Cabo Gilberto Silva (PL-PB) quer combater a "indústria da multa", que pune, mas não educa – Foto: Vinicius Loures / Câmara dos Deputados
24/03/2025
Brasília – A proposta torna obrigatória a instalação de luzes indicativas nos radares fixos, bem como de equipamentos que informem aos motoristas a velocidade registrada no momento da passagem. Além disso, o texto proíbe a instalação de radares em locais de difícil visualização e exige que haja placa com o limite máximo de velocidade a menos de 500 metros do equipamento.
Para o deputado, o objetivo é educar e conscientizar, e não apenas punir os condutores.

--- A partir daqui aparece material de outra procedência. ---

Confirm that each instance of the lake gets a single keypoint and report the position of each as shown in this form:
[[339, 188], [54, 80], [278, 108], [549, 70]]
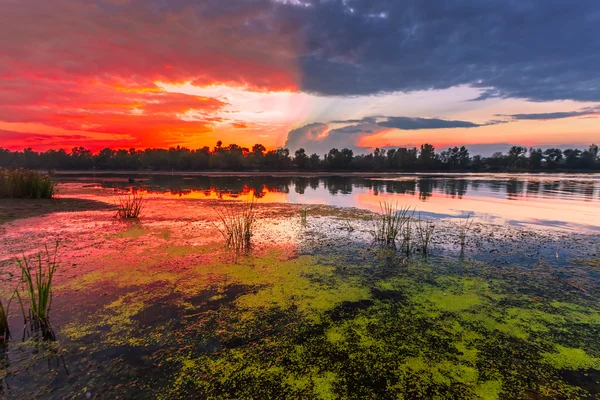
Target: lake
[[566, 201], [488, 289]]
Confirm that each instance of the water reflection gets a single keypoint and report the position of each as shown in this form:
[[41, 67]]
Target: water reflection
[[565, 201]]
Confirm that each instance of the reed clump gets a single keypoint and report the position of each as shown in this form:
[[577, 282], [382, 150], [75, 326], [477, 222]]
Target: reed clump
[[36, 281], [25, 184], [4, 328], [130, 206], [237, 225], [303, 216], [425, 230], [463, 230], [389, 223]]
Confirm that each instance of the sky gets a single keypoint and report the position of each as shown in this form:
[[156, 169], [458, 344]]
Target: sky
[[314, 74]]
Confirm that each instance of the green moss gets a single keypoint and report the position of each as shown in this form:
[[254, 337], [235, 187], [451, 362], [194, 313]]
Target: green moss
[[489, 390], [571, 358], [594, 262], [324, 386]]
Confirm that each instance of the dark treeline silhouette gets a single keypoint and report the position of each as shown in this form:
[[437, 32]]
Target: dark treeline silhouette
[[236, 158]]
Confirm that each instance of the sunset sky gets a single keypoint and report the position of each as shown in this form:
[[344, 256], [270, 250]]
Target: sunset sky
[[315, 74]]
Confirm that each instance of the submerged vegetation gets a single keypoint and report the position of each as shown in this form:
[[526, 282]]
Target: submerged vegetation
[[37, 284], [325, 317], [131, 205], [236, 224], [25, 184], [4, 328], [463, 230], [425, 230], [389, 223]]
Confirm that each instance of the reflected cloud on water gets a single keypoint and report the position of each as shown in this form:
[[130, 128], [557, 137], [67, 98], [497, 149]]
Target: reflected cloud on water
[[553, 201]]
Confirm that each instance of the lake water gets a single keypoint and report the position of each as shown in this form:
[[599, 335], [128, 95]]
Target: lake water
[[561, 201], [159, 307]]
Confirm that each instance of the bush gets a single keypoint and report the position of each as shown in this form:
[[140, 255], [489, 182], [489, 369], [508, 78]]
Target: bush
[[25, 184]]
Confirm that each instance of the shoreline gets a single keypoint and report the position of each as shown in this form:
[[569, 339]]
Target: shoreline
[[301, 174]]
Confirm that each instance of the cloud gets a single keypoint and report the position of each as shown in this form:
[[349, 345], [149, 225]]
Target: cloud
[[537, 50], [320, 138], [408, 123], [585, 112], [93, 65]]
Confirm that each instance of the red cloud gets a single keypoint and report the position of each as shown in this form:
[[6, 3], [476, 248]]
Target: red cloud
[[91, 66]]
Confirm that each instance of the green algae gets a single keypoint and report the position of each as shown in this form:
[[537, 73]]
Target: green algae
[[570, 358], [305, 327]]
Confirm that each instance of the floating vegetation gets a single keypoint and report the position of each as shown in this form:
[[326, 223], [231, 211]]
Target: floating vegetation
[[131, 205], [37, 282], [237, 224], [4, 328], [463, 230], [347, 224], [425, 230], [303, 215], [25, 184], [389, 223]]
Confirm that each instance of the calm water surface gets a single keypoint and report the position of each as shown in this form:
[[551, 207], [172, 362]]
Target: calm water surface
[[562, 201]]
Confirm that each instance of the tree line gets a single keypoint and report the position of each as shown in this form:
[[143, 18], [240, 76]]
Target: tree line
[[237, 158]]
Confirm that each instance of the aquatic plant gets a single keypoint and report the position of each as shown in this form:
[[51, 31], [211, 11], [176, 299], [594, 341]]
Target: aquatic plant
[[25, 184], [131, 205], [303, 215], [237, 224], [37, 282], [347, 224], [388, 224], [4, 329], [425, 230], [407, 237], [463, 230]]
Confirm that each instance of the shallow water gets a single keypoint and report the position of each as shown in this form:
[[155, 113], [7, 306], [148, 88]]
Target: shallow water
[[157, 308]]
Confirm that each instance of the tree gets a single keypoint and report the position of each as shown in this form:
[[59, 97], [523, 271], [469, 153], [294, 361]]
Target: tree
[[427, 156], [301, 159]]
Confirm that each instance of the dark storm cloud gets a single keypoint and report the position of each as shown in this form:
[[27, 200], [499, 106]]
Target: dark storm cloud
[[407, 123], [586, 112], [540, 50], [413, 123]]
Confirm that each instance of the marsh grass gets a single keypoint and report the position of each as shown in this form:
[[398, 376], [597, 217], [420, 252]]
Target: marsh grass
[[25, 184], [36, 280], [303, 216], [389, 223], [407, 242], [347, 224], [236, 224], [425, 230], [4, 328], [131, 205], [463, 230]]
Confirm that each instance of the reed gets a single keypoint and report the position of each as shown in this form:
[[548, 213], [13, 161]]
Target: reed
[[390, 223], [304, 216], [131, 205], [463, 230], [237, 225], [4, 328], [407, 241], [425, 230], [37, 282], [25, 184]]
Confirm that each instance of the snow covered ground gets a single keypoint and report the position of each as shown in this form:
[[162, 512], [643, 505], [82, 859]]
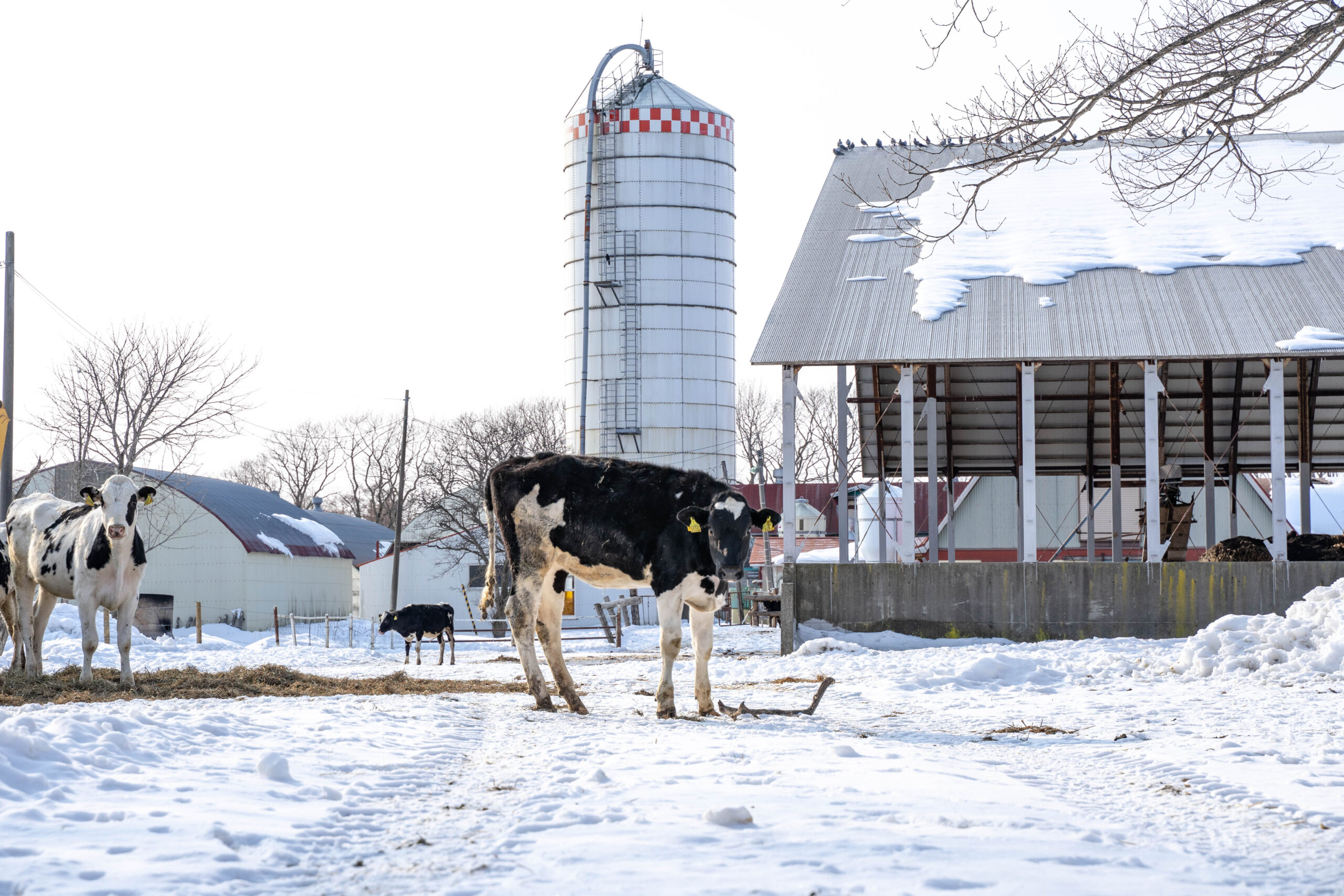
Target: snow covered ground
[[1194, 767]]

“O termo ‘indústria da multa’ é usado comumente para definir que no Brasil haveria uma máquina arrecadatória que tem como vítimas os condutores que cometem irregularidades no trânsito”, afirma Cabo Gilberto Silva (PL-PB).
“Essas autuações só retiram dinheiro dos motoristas, sem contribuir efetivamente para uma mudança de comportamento.”
Segundo o parlamentar, a instalação de sinalização visível e de painéis com a velocidade ajuda os motoristas a corrigirem sua conduta de maneira imediata, promovendo um trânsito mais seguro e transparente.
A proposta visa garantir que os radares tenham caráter preventivo e educativo, e não apenas arrecadatório, como é frequentemente criticado por motoristas e especialistas em mobilidade urbana.
O Projeto de Lei 4751/24 será analisado, em caráter conclusivo, pelas comissões de Viação e Transportes e de Constituição e Justiça e de Cidadania (CCJ). Para virar lei, precisa ser aprovado pela Câmara dos Deputados e pelo Senado Federal.